This might help. It is experience from the 1970's when we were trying to build British vertical twins capable of racing against Japanese four cylinder bikes. The weaknesses of the brit bikes were poor machining for the most part, weak metal, and designs that were originally done before World War II. The engines were naturally aspirated and running on gas. The failures were like engines using fuel, i.e. cylinders pulling away from the blocks, cylinders breaking at the base flanges, rod big end bearings flattening, etc.

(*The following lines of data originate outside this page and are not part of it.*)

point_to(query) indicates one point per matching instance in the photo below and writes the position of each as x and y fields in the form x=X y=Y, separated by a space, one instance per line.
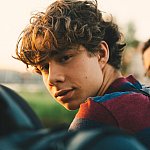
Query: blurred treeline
x=50 y=112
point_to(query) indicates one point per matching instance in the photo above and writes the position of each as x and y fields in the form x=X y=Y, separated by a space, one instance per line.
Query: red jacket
x=120 y=106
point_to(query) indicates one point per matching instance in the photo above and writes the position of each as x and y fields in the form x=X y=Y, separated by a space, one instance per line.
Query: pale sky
x=15 y=15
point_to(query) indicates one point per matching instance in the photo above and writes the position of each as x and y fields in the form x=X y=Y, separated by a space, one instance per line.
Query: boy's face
x=72 y=77
x=146 y=59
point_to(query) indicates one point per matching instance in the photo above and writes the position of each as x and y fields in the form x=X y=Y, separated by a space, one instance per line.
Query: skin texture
x=77 y=52
x=75 y=75
x=146 y=60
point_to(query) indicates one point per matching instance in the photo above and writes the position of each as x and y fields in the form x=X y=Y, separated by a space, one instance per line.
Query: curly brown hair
x=146 y=45
x=66 y=23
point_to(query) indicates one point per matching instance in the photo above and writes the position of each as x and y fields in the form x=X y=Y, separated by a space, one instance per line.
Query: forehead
x=146 y=54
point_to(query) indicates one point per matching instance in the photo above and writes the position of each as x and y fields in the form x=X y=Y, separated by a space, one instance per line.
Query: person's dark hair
x=66 y=23
x=146 y=46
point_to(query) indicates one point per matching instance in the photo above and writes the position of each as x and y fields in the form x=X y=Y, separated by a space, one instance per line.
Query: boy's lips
x=62 y=92
x=64 y=95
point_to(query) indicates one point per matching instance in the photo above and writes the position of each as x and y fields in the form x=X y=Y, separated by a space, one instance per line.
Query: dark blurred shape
x=15 y=113
x=20 y=129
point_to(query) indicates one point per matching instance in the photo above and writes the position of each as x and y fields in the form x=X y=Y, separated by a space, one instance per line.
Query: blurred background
x=131 y=15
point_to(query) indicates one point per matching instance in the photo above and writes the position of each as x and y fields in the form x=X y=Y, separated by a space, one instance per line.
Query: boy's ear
x=103 y=53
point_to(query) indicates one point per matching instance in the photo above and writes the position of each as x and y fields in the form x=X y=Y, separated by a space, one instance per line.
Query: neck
x=110 y=74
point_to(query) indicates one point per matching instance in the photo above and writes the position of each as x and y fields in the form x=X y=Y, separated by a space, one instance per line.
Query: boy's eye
x=44 y=67
x=65 y=58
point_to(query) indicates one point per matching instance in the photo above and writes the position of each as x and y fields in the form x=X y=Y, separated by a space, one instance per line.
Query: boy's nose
x=56 y=74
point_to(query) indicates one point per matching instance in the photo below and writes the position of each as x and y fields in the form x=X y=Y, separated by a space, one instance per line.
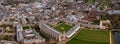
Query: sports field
x=86 y=36
x=62 y=27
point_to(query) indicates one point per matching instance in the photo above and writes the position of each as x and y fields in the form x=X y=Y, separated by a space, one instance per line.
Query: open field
x=86 y=36
x=62 y=27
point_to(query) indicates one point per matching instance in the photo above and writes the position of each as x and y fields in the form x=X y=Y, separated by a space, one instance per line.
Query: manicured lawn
x=62 y=27
x=90 y=1
x=104 y=3
x=25 y=27
x=86 y=36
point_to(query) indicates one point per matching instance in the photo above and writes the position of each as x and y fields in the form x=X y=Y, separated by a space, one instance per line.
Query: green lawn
x=25 y=27
x=104 y=3
x=86 y=36
x=90 y=1
x=62 y=27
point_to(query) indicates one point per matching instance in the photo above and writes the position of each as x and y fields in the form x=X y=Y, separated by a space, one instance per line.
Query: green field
x=86 y=36
x=62 y=27
x=25 y=27
x=104 y=3
x=90 y=1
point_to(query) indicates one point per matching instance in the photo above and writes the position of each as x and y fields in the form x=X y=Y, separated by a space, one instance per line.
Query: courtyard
x=86 y=36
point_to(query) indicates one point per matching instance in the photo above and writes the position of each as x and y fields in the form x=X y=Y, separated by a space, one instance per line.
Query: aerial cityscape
x=60 y=21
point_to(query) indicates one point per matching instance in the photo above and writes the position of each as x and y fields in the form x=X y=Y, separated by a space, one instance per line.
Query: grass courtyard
x=62 y=27
x=86 y=36
x=90 y=1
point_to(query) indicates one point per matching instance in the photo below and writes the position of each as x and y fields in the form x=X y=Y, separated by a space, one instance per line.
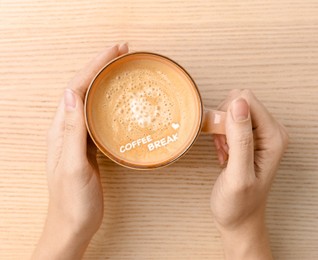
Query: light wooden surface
x=268 y=46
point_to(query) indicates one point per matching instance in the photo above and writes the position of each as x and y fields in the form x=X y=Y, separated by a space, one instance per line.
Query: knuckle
x=72 y=169
x=243 y=186
x=245 y=140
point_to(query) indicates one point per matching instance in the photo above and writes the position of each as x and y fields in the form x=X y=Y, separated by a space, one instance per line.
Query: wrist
x=248 y=241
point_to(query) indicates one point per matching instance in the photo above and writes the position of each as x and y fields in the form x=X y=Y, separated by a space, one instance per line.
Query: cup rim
x=115 y=158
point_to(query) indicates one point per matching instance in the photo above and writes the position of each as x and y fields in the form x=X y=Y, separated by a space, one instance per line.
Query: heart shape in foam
x=175 y=126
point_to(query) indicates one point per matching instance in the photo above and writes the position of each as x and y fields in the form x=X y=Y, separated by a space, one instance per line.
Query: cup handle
x=213 y=121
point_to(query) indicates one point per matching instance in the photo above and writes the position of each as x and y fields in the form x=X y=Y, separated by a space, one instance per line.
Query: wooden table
x=270 y=47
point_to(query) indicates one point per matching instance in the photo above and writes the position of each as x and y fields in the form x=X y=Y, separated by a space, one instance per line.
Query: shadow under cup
x=143 y=110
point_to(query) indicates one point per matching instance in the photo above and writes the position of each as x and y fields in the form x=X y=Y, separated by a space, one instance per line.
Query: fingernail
x=239 y=110
x=217 y=143
x=225 y=148
x=220 y=157
x=69 y=100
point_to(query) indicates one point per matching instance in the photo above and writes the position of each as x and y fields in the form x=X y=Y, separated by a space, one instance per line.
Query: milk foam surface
x=142 y=98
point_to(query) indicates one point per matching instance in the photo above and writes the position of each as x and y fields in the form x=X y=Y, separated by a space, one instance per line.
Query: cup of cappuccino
x=144 y=111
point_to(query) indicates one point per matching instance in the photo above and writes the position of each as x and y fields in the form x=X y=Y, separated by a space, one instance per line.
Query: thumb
x=239 y=136
x=75 y=134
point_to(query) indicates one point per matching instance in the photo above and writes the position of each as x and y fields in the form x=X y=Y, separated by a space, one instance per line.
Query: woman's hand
x=75 y=209
x=254 y=144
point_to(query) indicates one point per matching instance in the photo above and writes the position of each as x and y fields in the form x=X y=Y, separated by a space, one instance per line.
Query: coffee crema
x=146 y=110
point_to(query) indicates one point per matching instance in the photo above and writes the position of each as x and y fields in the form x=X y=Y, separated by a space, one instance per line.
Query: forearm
x=247 y=243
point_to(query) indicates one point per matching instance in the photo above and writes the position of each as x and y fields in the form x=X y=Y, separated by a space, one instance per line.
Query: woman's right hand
x=254 y=144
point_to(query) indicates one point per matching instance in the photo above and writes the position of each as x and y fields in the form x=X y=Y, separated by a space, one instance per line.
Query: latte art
x=146 y=110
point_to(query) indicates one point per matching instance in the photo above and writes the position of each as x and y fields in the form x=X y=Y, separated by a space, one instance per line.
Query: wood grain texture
x=270 y=47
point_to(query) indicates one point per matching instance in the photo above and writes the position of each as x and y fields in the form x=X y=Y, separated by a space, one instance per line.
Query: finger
x=75 y=134
x=84 y=77
x=55 y=137
x=261 y=118
x=239 y=136
x=221 y=139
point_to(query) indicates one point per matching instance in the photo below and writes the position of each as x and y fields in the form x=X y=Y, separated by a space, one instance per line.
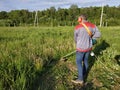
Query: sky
x=32 y=5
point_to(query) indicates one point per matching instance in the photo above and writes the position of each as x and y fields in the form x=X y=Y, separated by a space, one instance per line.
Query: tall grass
x=29 y=58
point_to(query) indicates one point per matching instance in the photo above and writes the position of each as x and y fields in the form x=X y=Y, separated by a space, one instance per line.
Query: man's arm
x=96 y=34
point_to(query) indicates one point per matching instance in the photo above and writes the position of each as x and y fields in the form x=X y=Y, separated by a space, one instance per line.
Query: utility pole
x=36 y=19
x=101 y=16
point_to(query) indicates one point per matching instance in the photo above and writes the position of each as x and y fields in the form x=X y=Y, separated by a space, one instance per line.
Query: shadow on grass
x=45 y=79
x=99 y=48
x=117 y=58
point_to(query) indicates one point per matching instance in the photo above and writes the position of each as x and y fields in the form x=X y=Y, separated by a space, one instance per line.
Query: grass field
x=30 y=59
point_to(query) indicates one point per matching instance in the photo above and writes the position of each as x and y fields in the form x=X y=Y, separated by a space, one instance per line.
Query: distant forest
x=60 y=16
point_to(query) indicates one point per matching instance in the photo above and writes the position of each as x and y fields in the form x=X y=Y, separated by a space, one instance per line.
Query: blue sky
x=8 y=5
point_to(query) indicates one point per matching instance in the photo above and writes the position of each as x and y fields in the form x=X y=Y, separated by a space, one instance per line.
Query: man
x=84 y=45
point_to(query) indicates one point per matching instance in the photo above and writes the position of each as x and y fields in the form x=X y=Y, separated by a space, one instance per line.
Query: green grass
x=29 y=58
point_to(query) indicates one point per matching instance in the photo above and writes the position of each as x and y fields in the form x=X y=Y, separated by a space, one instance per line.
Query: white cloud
x=43 y=4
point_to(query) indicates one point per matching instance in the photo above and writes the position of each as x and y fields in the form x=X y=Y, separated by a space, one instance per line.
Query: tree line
x=60 y=16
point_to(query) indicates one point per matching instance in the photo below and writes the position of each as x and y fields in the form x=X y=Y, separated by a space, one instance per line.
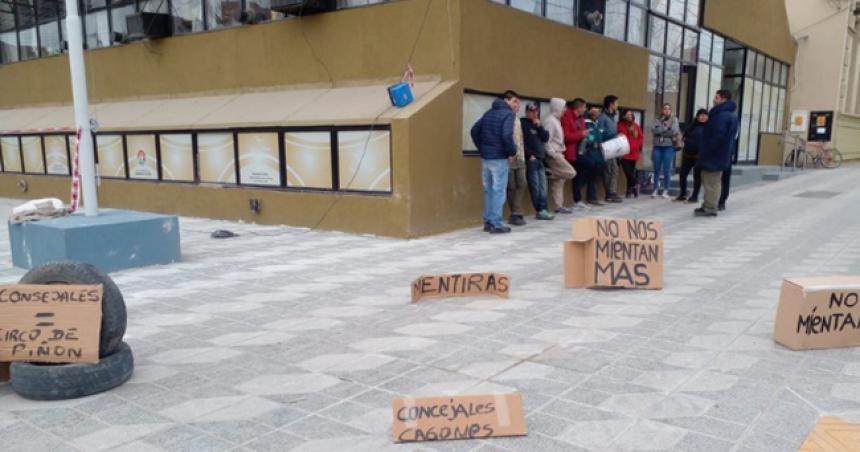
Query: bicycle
x=801 y=157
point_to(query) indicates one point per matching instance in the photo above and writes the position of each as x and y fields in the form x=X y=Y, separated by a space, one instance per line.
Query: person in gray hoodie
x=607 y=127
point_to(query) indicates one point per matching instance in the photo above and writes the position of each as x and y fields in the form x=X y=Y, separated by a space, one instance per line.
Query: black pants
x=688 y=165
x=630 y=173
x=727 y=179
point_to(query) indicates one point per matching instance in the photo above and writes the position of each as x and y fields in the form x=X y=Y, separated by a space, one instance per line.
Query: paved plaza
x=287 y=339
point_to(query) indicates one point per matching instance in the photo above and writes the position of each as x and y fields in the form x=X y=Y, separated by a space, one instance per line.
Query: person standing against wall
x=608 y=129
x=630 y=129
x=575 y=132
x=558 y=167
x=534 y=139
x=665 y=129
x=493 y=134
x=517 y=184
x=715 y=156
x=692 y=144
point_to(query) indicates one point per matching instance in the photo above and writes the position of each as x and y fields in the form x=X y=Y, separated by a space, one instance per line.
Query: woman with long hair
x=665 y=130
x=692 y=144
x=630 y=129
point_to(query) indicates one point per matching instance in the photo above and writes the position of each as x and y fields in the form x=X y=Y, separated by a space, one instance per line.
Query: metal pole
x=81 y=101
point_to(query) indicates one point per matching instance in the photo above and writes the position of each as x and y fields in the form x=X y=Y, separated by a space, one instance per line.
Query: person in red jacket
x=573 y=125
x=628 y=127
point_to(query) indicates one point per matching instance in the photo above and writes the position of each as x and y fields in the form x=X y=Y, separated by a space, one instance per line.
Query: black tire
x=70 y=381
x=113 y=306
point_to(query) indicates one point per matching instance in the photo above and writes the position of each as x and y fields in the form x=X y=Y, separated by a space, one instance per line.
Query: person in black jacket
x=692 y=144
x=534 y=137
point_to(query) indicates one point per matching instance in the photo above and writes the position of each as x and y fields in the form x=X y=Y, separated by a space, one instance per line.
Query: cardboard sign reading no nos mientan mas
x=819 y=312
x=457 y=417
x=460 y=285
x=50 y=323
x=614 y=252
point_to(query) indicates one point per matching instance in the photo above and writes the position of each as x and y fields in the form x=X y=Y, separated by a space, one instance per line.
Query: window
x=658 y=34
x=705 y=45
x=636 y=26
x=216 y=157
x=11 y=152
x=110 y=154
x=364 y=160
x=592 y=15
x=259 y=160
x=529 y=6
x=692 y=12
x=676 y=9
x=691 y=43
x=616 y=19
x=222 y=13
x=560 y=11
x=674 y=35
x=177 y=157
x=308 y=157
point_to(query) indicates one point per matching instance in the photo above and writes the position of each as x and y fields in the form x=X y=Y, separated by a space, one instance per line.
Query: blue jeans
x=663 y=157
x=494 y=174
x=536 y=175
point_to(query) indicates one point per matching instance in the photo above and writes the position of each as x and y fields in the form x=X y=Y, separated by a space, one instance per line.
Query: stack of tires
x=41 y=381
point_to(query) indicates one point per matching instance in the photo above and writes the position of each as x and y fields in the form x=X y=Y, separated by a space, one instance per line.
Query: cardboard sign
x=820 y=312
x=50 y=323
x=461 y=285
x=832 y=434
x=457 y=417
x=609 y=252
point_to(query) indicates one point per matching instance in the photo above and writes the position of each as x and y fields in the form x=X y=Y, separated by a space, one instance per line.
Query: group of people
x=527 y=154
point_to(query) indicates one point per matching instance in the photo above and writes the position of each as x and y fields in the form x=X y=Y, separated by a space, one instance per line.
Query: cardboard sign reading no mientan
x=461 y=285
x=50 y=323
x=457 y=417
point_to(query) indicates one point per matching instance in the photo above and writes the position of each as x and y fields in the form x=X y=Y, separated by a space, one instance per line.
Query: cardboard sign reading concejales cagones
x=818 y=312
x=457 y=417
x=50 y=323
x=460 y=285
x=614 y=252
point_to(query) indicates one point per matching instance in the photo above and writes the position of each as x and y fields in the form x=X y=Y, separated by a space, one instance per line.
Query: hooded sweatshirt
x=552 y=123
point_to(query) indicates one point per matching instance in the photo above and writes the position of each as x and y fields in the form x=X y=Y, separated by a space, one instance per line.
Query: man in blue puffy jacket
x=718 y=145
x=493 y=134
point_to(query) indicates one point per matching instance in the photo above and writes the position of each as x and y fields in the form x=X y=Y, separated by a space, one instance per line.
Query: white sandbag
x=616 y=147
x=38 y=209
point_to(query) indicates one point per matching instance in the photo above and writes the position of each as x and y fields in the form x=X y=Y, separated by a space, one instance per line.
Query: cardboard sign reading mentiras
x=821 y=312
x=461 y=285
x=50 y=323
x=614 y=252
x=458 y=417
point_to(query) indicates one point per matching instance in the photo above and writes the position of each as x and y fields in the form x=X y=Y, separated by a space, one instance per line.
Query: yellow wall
x=761 y=24
x=847 y=135
x=503 y=48
x=359 y=43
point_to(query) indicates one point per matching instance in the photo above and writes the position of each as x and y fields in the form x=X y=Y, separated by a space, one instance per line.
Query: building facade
x=827 y=71
x=242 y=104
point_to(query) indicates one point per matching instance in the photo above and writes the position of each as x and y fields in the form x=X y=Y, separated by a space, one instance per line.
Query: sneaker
x=517 y=220
x=544 y=215
x=499 y=230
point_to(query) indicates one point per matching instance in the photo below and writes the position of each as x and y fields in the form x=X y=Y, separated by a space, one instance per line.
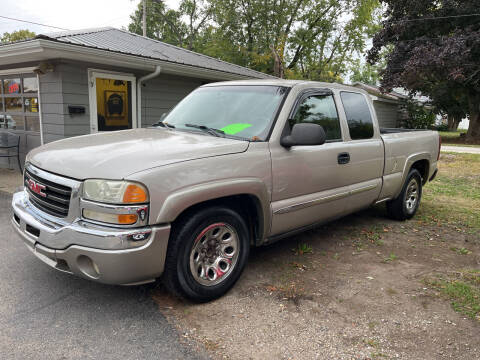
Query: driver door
x=310 y=183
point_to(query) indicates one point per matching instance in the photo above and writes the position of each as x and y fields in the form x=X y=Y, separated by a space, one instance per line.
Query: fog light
x=120 y=219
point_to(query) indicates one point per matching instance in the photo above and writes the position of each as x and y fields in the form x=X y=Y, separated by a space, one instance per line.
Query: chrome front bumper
x=103 y=254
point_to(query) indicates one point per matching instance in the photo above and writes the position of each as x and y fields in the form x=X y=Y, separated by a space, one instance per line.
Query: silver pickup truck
x=233 y=165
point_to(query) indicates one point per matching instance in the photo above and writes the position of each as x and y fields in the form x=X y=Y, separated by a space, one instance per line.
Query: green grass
x=452 y=138
x=463 y=291
x=462 y=145
x=453 y=198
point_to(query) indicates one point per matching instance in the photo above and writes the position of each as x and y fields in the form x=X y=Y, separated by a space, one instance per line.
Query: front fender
x=180 y=200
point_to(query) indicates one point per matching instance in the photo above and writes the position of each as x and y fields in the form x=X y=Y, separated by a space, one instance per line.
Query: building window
x=19 y=103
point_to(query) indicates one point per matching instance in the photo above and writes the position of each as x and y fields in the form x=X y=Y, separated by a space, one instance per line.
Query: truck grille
x=52 y=198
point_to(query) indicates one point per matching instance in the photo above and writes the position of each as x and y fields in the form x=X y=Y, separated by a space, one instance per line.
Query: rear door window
x=359 y=118
x=321 y=110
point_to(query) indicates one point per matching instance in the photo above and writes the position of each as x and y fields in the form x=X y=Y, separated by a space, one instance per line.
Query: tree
x=168 y=25
x=364 y=73
x=310 y=39
x=298 y=38
x=436 y=48
x=17 y=36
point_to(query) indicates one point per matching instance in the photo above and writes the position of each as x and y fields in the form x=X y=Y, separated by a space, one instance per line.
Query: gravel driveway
x=45 y=314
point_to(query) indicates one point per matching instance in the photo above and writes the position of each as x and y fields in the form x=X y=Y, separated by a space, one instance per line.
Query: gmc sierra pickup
x=233 y=165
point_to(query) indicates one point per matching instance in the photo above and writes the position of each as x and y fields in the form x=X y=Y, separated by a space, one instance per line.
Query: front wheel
x=406 y=204
x=207 y=253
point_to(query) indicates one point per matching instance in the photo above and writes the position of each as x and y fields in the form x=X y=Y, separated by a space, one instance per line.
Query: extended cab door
x=365 y=148
x=310 y=183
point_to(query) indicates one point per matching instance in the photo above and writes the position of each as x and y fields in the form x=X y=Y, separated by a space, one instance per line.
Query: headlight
x=114 y=192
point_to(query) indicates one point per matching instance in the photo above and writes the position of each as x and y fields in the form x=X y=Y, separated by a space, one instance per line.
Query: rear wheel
x=406 y=204
x=207 y=253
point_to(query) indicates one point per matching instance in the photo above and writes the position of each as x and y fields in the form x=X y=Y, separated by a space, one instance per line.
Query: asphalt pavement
x=45 y=314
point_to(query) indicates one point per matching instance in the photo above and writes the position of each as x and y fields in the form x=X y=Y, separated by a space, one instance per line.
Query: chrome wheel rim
x=411 y=198
x=214 y=254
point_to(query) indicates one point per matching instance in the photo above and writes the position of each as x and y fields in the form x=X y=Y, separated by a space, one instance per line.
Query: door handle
x=343 y=158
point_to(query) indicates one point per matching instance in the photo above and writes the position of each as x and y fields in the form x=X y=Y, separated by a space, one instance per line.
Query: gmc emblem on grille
x=37 y=188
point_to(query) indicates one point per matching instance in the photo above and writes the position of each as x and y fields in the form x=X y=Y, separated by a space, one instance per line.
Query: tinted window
x=321 y=110
x=359 y=119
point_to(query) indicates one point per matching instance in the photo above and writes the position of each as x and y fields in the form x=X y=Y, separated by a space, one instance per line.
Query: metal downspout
x=40 y=110
x=140 y=81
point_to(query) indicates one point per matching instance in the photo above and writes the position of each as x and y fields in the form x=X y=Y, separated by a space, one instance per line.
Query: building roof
x=124 y=42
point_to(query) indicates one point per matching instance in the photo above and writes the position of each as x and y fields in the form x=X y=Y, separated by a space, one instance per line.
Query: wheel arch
x=248 y=196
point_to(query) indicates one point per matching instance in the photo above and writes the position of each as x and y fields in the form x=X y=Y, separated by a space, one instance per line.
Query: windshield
x=237 y=111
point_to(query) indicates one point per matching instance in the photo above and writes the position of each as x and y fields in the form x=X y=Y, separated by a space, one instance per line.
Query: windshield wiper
x=164 y=124
x=211 y=131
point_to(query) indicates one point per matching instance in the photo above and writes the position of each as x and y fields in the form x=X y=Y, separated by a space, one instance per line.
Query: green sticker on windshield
x=233 y=129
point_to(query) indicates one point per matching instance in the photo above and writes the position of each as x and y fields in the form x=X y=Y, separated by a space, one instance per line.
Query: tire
x=406 y=204
x=207 y=252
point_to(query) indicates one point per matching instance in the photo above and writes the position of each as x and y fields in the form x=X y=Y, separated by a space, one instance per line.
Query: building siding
x=68 y=85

This is what I learned. The combustion process produces a peak pressure a short time after ignition and this is not proportional to rpm. The pressure spike, if it happens when the piston is too close to top dead center, pushes down on the piston when the rod has poor leverage on the crank. This is hard on the rod bearings, everything else, and it hurts power. The pressure spike itself, if it happens when the piston is too far down from TDC, is not as great as it can be - although the rod to crank leverage is better. The pressure spike and piston position need to be optimal for the most power and engine life. Spark advance timing can be used to keep the pressure spike and piston position optimal, to some extent. So can choice of fuel. The other factor is engine speed. The piston is further past TDC when the pressure spike occurs at higher rpm.
One of my engines was built at the limit in regards to compression and the anti-knock capabilities of the gasoline I had. The pressure spike and optimal piston position were within tolerable limits for a few thousand rpm. My method was to roll on the throttle until the engine was within those rpm limits and then to open it up all of the way. That is the only way I could get the engine to be powerful and reliable.
This is a long story. The point is, it helps me a lot to be aware of what happens in the combustion cycle and when it occurs. Some of this might apply to fuel use.